Financial Instruments- In June 2016, the FASB issued Accounting Standards Update 2016-13 “Financial Instruments-Credit Losses” (Topic 326), which amends the guidance on the impairment of financial instruments. The standard adds an impairment model, referred to as current expected credit loss, which is based on expected losses rather than incurred losses. The standard applies to most debt instruments, trade receivables, lease receivables, reinsurance receivables, financial guarantees and loan commitments. Under the guidance, companies are required to disclose credit quality indicators disaggregated by year of origination for a five-year period. The new guidance is effective for fiscal years and interim periods within those fiscal years beginning after December 15, 2019. We do not anticipate this will have a material impact to our consolidated financial statements.

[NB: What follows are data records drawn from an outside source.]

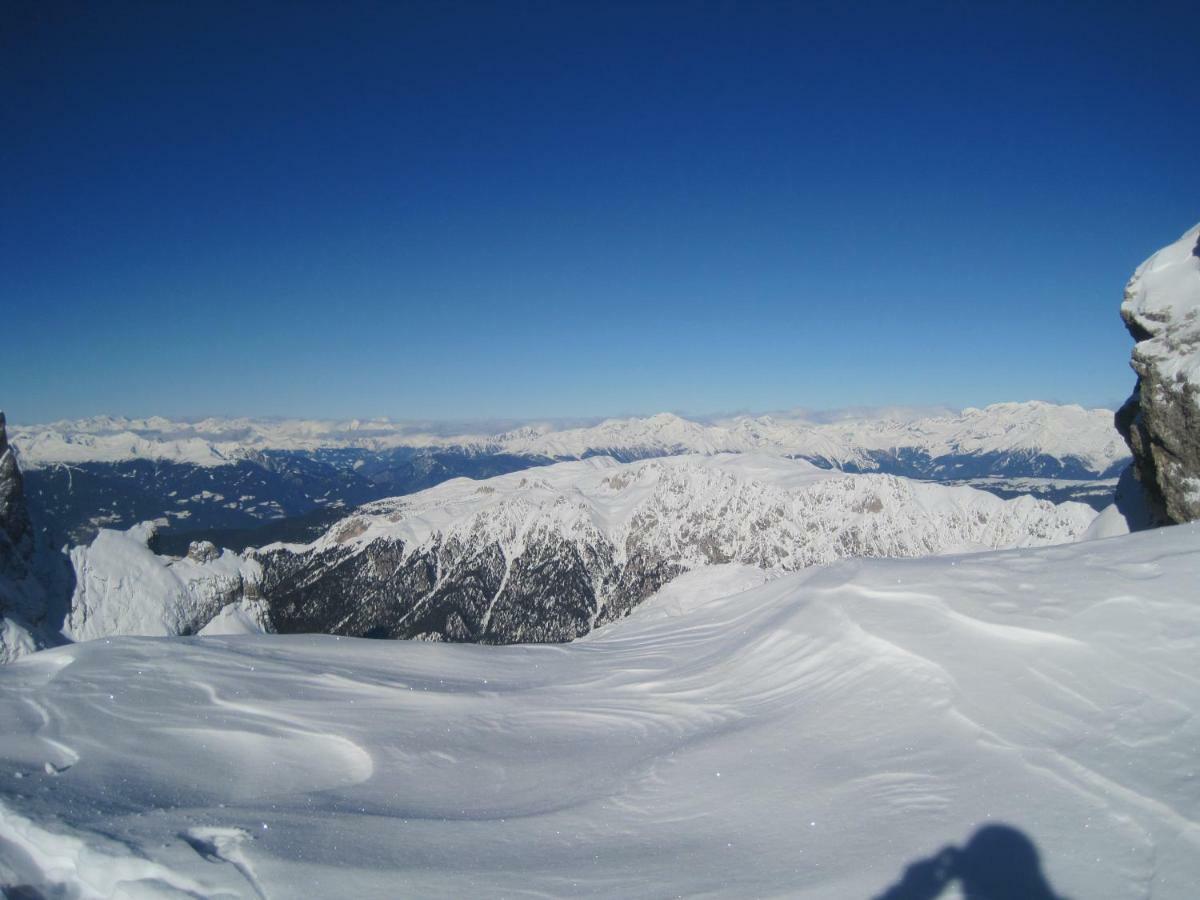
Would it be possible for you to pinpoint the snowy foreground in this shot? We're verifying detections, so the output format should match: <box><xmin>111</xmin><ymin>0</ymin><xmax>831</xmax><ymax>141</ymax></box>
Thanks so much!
<box><xmin>2</xmin><ymin>525</ymin><xmax>1200</xmax><ymax>898</ymax></box>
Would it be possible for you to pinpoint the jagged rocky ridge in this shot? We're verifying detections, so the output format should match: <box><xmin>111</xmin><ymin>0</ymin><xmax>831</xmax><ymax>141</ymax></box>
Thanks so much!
<box><xmin>1116</xmin><ymin>221</ymin><xmax>1200</xmax><ymax>525</ymax></box>
<box><xmin>250</xmin><ymin>455</ymin><xmax>1097</xmax><ymax>643</ymax></box>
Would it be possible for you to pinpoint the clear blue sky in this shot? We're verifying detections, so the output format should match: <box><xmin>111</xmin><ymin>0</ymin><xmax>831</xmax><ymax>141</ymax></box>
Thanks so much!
<box><xmin>3</xmin><ymin>0</ymin><xmax>1198</xmax><ymax>423</ymax></box>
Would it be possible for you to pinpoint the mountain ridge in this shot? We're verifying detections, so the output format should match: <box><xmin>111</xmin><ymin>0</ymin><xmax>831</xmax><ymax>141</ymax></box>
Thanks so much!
<box><xmin>11</xmin><ymin>400</ymin><xmax>1127</xmax><ymax>474</ymax></box>
<box><xmin>9</xmin><ymin>402</ymin><xmax>1129</xmax><ymax>548</ymax></box>
<box><xmin>59</xmin><ymin>453</ymin><xmax>1098</xmax><ymax>645</ymax></box>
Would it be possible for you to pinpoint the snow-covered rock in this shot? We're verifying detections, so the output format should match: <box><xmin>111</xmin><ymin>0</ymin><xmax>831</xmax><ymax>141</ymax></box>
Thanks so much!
<box><xmin>65</xmin><ymin>522</ymin><xmax>264</xmax><ymax>641</ymax></box>
<box><xmin>1</xmin><ymin>523</ymin><xmax>1197</xmax><ymax>898</ymax></box>
<box><xmin>1117</xmin><ymin>221</ymin><xmax>1200</xmax><ymax>524</ymax></box>
<box><xmin>253</xmin><ymin>454</ymin><xmax>1097</xmax><ymax>643</ymax></box>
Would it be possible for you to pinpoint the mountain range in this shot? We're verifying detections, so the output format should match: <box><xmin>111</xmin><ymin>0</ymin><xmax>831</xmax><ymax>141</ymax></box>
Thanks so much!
<box><xmin>9</xmin><ymin>401</ymin><xmax>1128</xmax><ymax>549</ymax></box>
<box><xmin>61</xmin><ymin>453</ymin><xmax>1100</xmax><ymax>645</ymax></box>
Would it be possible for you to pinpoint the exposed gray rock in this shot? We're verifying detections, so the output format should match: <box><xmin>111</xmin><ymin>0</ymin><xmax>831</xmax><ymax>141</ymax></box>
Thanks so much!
<box><xmin>187</xmin><ymin>540</ymin><xmax>221</xmax><ymax>564</ymax></box>
<box><xmin>1116</xmin><ymin>223</ymin><xmax>1200</xmax><ymax>525</ymax></box>
<box><xmin>0</xmin><ymin>411</ymin><xmax>33</xmax><ymax>571</ymax></box>
<box><xmin>1</xmin><ymin>411</ymin><xmax>62</xmax><ymax>662</ymax></box>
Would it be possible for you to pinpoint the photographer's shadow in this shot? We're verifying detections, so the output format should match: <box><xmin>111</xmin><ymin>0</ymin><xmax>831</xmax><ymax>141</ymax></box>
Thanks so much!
<box><xmin>873</xmin><ymin>823</ymin><xmax>1066</xmax><ymax>900</ymax></box>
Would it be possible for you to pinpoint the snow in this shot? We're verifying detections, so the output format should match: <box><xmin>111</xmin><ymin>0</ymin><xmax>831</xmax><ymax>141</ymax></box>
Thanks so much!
<box><xmin>7</xmin><ymin>401</ymin><xmax>1128</xmax><ymax>475</ymax></box>
<box><xmin>198</xmin><ymin>600</ymin><xmax>270</xmax><ymax>636</ymax></box>
<box><xmin>1081</xmin><ymin>502</ymin><xmax>1133</xmax><ymax>541</ymax></box>
<box><xmin>1</xmin><ymin>523</ymin><xmax>1199</xmax><ymax>897</ymax></box>
<box><xmin>1122</xmin><ymin>221</ymin><xmax>1200</xmax><ymax>386</ymax></box>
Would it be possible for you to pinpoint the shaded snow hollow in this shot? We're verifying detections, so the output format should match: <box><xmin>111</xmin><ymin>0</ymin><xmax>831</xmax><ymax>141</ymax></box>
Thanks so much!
<box><xmin>1</xmin><ymin>524</ymin><xmax>1199</xmax><ymax>897</ymax></box>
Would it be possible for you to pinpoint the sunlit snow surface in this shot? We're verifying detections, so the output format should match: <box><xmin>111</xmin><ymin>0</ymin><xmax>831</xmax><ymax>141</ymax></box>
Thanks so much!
<box><xmin>2</xmin><ymin>526</ymin><xmax>1200</xmax><ymax>898</ymax></box>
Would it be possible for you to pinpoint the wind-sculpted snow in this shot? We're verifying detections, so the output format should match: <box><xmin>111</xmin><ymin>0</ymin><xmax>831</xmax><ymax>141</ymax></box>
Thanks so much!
<box><xmin>254</xmin><ymin>454</ymin><xmax>1097</xmax><ymax>643</ymax></box>
<box><xmin>1</xmin><ymin>525</ymin><xmax>1198</xmax><ymax>897</ymax></box>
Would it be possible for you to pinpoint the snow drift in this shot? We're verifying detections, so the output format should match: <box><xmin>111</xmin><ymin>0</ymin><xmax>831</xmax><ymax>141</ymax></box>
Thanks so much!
<box><xmin>1</xmin><ymin>523</ymin><xmax>1198</xmax><ymax>897</ymax></box>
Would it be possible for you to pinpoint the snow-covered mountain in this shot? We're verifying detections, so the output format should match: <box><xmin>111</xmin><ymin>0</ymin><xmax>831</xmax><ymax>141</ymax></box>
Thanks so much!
<box><xmin>507</xmin><ymin>402</ymin><xmax>1129</xmax><ymax>475</ymax></box>
<box><xmin>11</xmin><ymin>401</ymin><xmax>1128</xmax><ymax>472</ymax></box>
<box><xmin>8</xmin><ymin>401</ymin><xmax>1128</xmax><ymax>548</ymax></box>
<box><xmin>173</xmin><ymin>453</ymin><xmax>1096</xmax><ymax>644</ymax></box>
<box><xmin>2</xmin><ymin>522</ymin><xmax>1197</xmax><ymax>897</ymax></box>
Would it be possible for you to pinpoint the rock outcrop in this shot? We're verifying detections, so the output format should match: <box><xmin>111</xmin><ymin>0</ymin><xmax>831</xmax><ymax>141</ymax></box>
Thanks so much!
<box><xmin>65</xmin><ymin>522</ymin><xmax>265</xmax><ymax>642</ymax></box>
<box><xmin>0</xmin><ymin>411</ymin><xmax>33</xmax><ymax>570</ymax></box>
<box><xmin>1116</xmin><ymin>223</ymin><xmax>1200</xmax><ymax>525</ymax></box>
<box><xmin>0</xmin><ymin>411</ymin><xmax>57</xmax><ymax>661</ymax></box>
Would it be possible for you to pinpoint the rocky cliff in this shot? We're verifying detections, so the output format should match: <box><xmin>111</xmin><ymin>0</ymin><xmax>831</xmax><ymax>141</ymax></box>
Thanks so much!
<box><xmin>0</xmin><ymin>411</ymin><xmax>32</xmax><ymax>568</ymax></box>
<box><xmin>0</xmin><ymin>411</ymin><xmax>57</xmax><ymax>661</ymax></box>
<box><xmin>1116</xmin><ymin>223</ymin><xmax>1200</xmax><ymax>525</ymax></box>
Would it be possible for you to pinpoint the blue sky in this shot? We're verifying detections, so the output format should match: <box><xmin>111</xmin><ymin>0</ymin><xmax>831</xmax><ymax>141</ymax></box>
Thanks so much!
<box><xmin>2</xmin><ymin>1</ymin><xmax>1198</xmax><ymax>423</ymax></box>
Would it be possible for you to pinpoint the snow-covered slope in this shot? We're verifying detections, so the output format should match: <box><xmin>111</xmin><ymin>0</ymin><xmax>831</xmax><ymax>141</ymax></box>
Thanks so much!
<box><xmin>303</xmin><ymin>454</ymin><xmax>1096</xmax><ymax>560</ymax></box>
<box><xmin>251</xmin><ymin>454</ymin><xmax>1097</xmax><ymax>643</ymax></box>
<box><xmin>1117</xmin><ymin>221</ymin><xmax>1200</xmax><ymax>524</ymax></box>
<box><xmin>1</xmin><ymin>524</ymin><xmax>1197</xmax><ymax>898</ymax></box>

Statement of Cash Flows- In August 2016, the FASB issued Accounting Standards Update 2016-15 “Statement of Cash Flows” (Topic 230), which amends Topic 230 of the accounting standards codification (ASC) to add or clarify guidance on the classification of certain cash receipts and payments in the statement of cash flows. The standard addresses eight types of cash flows, some of which we believe could or will impact our financial statements upon adoption, including debt prepayment or debt extinguishment costs, contingent consideration payments made after a business combination, and proceeds from the settlement of insurance claims. Under the guidance, cash payments for debt prepayment or extinguishment costs must be classified as cash outflows from financing activities. Contingent consideration payments that were not made soon after a business combination must be separated and classified in operating and financing activities. Cash payments up to the amount of the contingent consideration liability recognized as of the acquisition dates, including any measurement-period adjustments, should be classified in financing activities, while any excess cash payments should be classified in operating activities. Cash proceeds from the settlement of insurance claims should be classified on the basis of the nature of the loss. The guidance is effective for fiscal years beginning after December 15, 2017, including interim periods within those years. Early adoption is permitted for all entities. Entities must apply the guidance retrospectively to all periods presented but may be applied prospectively if retrospective application would be impracticable. We do not anticipate this will have a material impact to our consolidated financial statements.